Green and several other witnesses state that one of the men beating Baloney wasn’t wearing a police uniform, but was in regular clothes.

“He lost so much blood that it was everywhere,” Green said. “After the beating they were kneeing him in the back and telling him to walk down the stairs and get up and walk.”

The eyewitnesses filed a formal complaint with the Internal Affairs Office in St. Charles Parish and six St. Charles Parish Sheriff’s Deputies are named. The St. Charles Parish Sheriff’s office refused to release the officers named in the complaint.

“My client did tell me he was severely beaten by the deputies after he was already in handcuffs,” Deanne Sirmon, Baloney’s attorney, said. “He told me, ‘It’s not right.'”
Sirmon says that she believes her client will file a formal complaint against St.

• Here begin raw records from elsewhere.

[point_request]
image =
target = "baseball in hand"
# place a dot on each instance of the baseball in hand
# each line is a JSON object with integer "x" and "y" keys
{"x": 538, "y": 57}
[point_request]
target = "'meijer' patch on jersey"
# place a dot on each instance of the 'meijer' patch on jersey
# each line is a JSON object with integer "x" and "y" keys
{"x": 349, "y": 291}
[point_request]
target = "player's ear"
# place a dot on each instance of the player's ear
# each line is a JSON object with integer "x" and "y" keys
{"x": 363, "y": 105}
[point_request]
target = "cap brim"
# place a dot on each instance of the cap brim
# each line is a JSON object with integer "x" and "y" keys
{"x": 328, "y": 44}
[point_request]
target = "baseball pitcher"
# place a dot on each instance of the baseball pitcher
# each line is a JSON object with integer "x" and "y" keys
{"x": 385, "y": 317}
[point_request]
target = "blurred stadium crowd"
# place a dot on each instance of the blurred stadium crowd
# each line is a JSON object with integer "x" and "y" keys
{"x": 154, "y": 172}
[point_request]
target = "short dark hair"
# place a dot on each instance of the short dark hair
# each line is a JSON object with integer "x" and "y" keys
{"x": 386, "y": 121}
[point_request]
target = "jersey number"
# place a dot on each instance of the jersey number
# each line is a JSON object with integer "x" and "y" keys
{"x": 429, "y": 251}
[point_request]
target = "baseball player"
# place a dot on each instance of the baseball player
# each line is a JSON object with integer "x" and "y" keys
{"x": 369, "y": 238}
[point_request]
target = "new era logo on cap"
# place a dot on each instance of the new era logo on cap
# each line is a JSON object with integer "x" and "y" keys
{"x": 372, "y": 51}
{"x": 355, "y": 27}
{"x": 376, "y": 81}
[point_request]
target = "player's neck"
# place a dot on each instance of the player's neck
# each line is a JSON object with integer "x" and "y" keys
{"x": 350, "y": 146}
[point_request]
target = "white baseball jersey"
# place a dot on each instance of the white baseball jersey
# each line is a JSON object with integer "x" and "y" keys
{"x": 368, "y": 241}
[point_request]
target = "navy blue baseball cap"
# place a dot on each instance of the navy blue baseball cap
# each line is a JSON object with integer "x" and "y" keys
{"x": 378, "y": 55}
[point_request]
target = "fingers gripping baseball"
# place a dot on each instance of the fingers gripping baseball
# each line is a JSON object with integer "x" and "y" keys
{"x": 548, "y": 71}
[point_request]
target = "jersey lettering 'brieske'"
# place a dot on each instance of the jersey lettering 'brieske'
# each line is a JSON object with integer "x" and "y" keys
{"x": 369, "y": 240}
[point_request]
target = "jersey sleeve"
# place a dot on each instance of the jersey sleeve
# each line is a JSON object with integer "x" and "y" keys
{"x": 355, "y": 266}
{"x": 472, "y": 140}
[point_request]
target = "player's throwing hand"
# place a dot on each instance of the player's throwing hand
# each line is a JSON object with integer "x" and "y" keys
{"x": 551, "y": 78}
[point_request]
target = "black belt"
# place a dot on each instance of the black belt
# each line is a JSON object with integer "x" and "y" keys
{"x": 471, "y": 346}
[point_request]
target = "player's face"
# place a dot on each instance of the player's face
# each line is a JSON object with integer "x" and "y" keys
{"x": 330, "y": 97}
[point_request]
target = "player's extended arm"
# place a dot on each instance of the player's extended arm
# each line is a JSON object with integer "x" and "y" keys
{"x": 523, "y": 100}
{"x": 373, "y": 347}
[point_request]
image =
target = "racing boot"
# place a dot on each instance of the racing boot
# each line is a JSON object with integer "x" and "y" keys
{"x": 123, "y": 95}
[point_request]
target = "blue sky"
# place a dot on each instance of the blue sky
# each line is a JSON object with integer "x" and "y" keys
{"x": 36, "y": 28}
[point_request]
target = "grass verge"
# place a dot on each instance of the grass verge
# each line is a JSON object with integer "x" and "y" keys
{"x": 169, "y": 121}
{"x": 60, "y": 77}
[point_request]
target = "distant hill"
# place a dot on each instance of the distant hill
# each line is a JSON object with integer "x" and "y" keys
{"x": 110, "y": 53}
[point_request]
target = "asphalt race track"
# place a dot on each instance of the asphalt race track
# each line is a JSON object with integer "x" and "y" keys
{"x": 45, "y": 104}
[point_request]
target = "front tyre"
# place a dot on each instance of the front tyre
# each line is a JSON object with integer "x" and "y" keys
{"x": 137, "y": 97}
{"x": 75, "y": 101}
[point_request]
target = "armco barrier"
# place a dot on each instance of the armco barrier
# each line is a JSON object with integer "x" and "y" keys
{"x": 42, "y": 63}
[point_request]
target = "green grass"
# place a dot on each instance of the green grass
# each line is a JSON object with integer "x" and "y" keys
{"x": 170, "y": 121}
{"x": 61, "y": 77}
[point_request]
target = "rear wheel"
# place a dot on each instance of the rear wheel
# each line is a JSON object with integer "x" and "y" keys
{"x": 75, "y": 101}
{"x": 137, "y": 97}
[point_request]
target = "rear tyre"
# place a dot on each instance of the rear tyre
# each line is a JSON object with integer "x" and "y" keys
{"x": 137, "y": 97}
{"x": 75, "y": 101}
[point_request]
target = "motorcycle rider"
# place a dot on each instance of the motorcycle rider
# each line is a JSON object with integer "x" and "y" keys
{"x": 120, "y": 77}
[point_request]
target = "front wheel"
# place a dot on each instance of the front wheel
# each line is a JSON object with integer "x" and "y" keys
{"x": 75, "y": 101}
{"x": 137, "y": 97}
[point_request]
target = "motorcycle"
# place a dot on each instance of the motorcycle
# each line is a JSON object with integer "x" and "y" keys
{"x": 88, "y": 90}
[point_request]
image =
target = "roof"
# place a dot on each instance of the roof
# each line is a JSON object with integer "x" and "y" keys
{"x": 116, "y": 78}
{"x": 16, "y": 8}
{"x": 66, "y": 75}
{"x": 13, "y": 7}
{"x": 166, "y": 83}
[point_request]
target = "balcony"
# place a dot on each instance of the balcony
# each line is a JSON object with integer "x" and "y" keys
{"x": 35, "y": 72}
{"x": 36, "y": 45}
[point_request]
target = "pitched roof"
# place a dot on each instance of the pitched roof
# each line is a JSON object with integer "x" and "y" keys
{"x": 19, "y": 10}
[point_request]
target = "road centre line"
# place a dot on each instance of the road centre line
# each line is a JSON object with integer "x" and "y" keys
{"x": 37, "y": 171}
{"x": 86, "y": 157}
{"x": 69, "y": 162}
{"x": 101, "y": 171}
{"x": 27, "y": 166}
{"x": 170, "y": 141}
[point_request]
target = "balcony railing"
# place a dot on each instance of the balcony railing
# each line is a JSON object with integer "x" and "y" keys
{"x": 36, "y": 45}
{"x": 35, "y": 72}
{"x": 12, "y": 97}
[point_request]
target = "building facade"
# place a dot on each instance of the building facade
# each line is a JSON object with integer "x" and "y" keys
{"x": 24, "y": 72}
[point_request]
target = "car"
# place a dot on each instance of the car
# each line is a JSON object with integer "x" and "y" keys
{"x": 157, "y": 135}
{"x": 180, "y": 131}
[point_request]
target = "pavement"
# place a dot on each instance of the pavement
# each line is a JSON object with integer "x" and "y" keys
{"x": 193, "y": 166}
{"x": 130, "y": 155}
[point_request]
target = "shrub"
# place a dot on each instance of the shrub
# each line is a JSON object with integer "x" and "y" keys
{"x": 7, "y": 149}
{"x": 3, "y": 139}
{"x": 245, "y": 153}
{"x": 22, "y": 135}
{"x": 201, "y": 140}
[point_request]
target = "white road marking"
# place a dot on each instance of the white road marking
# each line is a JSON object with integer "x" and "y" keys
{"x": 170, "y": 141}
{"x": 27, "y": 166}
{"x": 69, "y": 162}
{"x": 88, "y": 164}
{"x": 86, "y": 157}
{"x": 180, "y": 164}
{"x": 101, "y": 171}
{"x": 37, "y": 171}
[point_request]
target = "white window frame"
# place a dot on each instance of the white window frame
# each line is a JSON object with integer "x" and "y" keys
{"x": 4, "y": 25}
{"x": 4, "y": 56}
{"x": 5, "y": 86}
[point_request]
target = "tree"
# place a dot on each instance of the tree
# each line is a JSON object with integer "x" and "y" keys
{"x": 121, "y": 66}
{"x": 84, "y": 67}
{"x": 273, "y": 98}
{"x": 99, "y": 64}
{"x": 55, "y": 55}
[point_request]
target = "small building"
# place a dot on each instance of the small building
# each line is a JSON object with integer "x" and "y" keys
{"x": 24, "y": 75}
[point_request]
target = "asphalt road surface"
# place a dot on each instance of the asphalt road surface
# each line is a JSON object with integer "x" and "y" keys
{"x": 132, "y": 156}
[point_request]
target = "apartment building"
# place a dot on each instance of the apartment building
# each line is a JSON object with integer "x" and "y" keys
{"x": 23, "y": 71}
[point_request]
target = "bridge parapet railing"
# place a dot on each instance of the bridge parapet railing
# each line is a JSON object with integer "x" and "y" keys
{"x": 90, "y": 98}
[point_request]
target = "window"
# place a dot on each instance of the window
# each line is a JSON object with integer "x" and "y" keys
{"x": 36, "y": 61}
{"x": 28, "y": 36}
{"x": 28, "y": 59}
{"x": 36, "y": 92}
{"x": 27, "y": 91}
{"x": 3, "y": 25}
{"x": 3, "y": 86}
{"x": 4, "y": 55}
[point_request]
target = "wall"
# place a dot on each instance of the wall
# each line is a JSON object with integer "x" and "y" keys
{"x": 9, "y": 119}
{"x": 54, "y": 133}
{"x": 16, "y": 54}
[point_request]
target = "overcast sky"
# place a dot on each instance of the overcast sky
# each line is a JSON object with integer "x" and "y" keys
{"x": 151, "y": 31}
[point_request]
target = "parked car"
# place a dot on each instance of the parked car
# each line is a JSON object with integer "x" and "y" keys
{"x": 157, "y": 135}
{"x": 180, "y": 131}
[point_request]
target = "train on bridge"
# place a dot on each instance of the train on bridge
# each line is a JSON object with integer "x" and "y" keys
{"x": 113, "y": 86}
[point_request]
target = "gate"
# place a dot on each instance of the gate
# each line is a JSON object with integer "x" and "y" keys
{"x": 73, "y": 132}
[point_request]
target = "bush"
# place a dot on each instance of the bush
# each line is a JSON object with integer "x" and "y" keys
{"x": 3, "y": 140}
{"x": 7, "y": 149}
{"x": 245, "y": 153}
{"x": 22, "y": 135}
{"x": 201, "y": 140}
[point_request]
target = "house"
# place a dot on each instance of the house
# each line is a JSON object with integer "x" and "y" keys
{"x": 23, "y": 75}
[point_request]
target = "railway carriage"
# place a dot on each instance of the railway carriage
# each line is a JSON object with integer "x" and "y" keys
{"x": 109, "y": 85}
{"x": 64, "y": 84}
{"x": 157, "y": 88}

Charles Parish Sheriff’s Deputies at the encouragement of his family.

The sheriff’s office then issued this response to the alleged beating.

“Charles Baloney, now twenty years old, has been arrested eight times since he became an adult, on charges which include; Possession of Stolen Property, Simple Burglary, Unauthorized entry into an inhabited dwelling, simple assault, resisting arrest, aggravated assault, domestic abuse battery, simple criminal damage to property, battery upon a police officer, simple robbery, aggravated burglary and illegal possession of a firearm by a convicted felon.  With each subsequent arrest, the criminal activity of Baloney has become increasingly violent.

“On September 20, 2007, Baloney forced his way into the home of a man, robbed him at gunpoint and pistol-whipped the victim before leaving. On September 21, 2007, the next day, Baloney committed a simple robbery of a female victim (incident in question) in the parking lot of a local pharmacy and fled.

“Moments later he was spotted by deputies nearby and immediately fled into the apartment of another victim. This victim screamed for him to leave whereupon he fled from that apartment and physically shoved a female detective into an iron post, causing injuries sending her to the hospital.
“As other deputies arrived on the scene, Baloney began to violently resist arrest as he has done in the past.

Reasonable force was necessary in order to apprehend him.
“We will have no further comment upon these cases until the criminal proceedings have been concluded in court.”
On Nov. 29, Baloney, who has a documented history of mental illness, had a hearing in Judge Emile St. Pierre’s courtroom in Hahnville, to determine whether or not evidence surrounding the case could be suppressed.

At that hearing, St. Pierre listened to accounts of the alleged battery of a police officer charge, and other evidence involving the purse snatching, because the purse was never recovered.

St. Pierre ruled that both cases should go to trial and a jury should determine Baloney’s guilt or innocence.  The first trial date is Feb. 19 for the purse snatching and the second trial will be held Feb. 25, 2008 for the battery charge of the police officer. Two separate juries will decide Baloney’s fate.